Uddhav Thackeray greenlights NPR, second U-Turn after CAA

Are the Maharashtra CM’s flip-flops a sign that the coalition may be in jeopardy?

Uddhav Thackray

Maharashtra Chief Minister Uddhav Thackeray has given the go-ahead for conducting a National Population Register (NPR) in the state and this appears to have put the delicate coalition equation between Thackeray’s Shiv Sena and his alliance partners the Nationalist Congress Party (NCP) and the Indian National Congress (INC) in a flux.

On Tuesday Thackeray told media persons, that he had no problem with the NPR. “CAA and NRC are different issues. NPR is different. No one has to worry if CAA gets implemented. NRC is not there and will not get implemented in the state. NPR is like a census and I will go through the columns given in the form. I don’t think there should be any problem with it,” said Thackeray who was touring Sindhudurg district in the Konkan region.

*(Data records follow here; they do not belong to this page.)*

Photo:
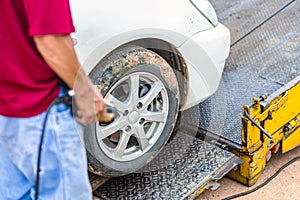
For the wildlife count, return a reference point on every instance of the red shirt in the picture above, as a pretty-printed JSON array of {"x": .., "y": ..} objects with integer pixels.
[{"x": 27, "y": 83}]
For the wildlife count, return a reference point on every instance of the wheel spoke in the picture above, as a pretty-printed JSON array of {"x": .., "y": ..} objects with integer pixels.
[
  {"x": 123, "y": 142},
  {"x": 105, "y": 131},
  {"x": 152, "y": 94},
  {"x": 141, "y": 137},
  {"x": 119, "y": 105},
  {"x": 134, "y": 89},
  {"x": 154, "y": 116}
]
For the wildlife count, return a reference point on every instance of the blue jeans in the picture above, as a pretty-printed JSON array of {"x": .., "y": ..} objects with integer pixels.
[{"x": 63, "y": 166}]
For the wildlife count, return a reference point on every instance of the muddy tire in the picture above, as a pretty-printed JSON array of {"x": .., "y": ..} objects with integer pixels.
[{"x": 144, "y": 89}]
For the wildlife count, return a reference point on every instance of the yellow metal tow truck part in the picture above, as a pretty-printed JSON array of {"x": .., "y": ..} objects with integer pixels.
[{"x": 277, "y": 115}]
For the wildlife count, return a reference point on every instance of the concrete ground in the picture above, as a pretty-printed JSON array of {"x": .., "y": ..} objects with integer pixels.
[{"x": 285, "y": 186}]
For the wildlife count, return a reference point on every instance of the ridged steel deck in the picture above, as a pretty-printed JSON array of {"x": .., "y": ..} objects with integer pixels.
[
  {"x": 183, "y": 166},
  {"x": 261, "y": 63}
]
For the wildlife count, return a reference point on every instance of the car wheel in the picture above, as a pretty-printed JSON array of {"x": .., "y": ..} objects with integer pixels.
[{"x": 143, "y": 88}]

Uddhav Thackeray’s flip-flops on the subject are worrisome. Thackeray, who had earlier said that CAA could lead to an ‘invisible partition’ of India, subsequently said in a video interview to Sanjay Raut, executive editor of Shiv Sena’s mouth piece Saamana, “CAA does not take away citizenship, just gives it to affected minorities from neighbouring countries. The law has been misunderstood. But NRC is problematic because it can affect people off all religions including Hindus.” This is classic communal politics… a politics that suggests that something is only a problem if it affects the majority community.

The timing of Thackeray’s NPR backing is also curious given how it comes in wake of NCP Chief Sharad Pawar expressing displeasure at how the Elgaar Parishad case was handed over to the National Investigation Authority (NIA).

After Thackeray said that he had no objections with the NIA taking over the investigations in the Elgar Parishad case, State Home Minister and NCP member Anil Deshmukh said that Thackeray had “overruled” the NCP in doing so. Sharad Pawar, NCP chief too expressed his unhappiness in the matter. He had told mediapersons at a press conference in Kolhapur, “Maintaining law & order is a state subject. It is unfair to encroach upon the rights of the state and Maharashtra’s support to the move is more unfair.”

This is the first decision of the chief minister that has Pawar has criticized since formation of the Maharashtra Vikas Aghadi (MVA) government. When the MVA was formed Pawar had written a letter to the CM demanding a probe in the matter by a Special Investigation Team (SIT) headed by an IPS officer. But before the state home department could do so, the Centre transferred the case to the NIA which then asked the Pune sessions court to transfer evidence and records to the special NIA court in Mumbai.

All this could be political posturing by Thackeray to keep alliance partners in check, by appearing to side with the BJP’s stand given how they control the government at the center.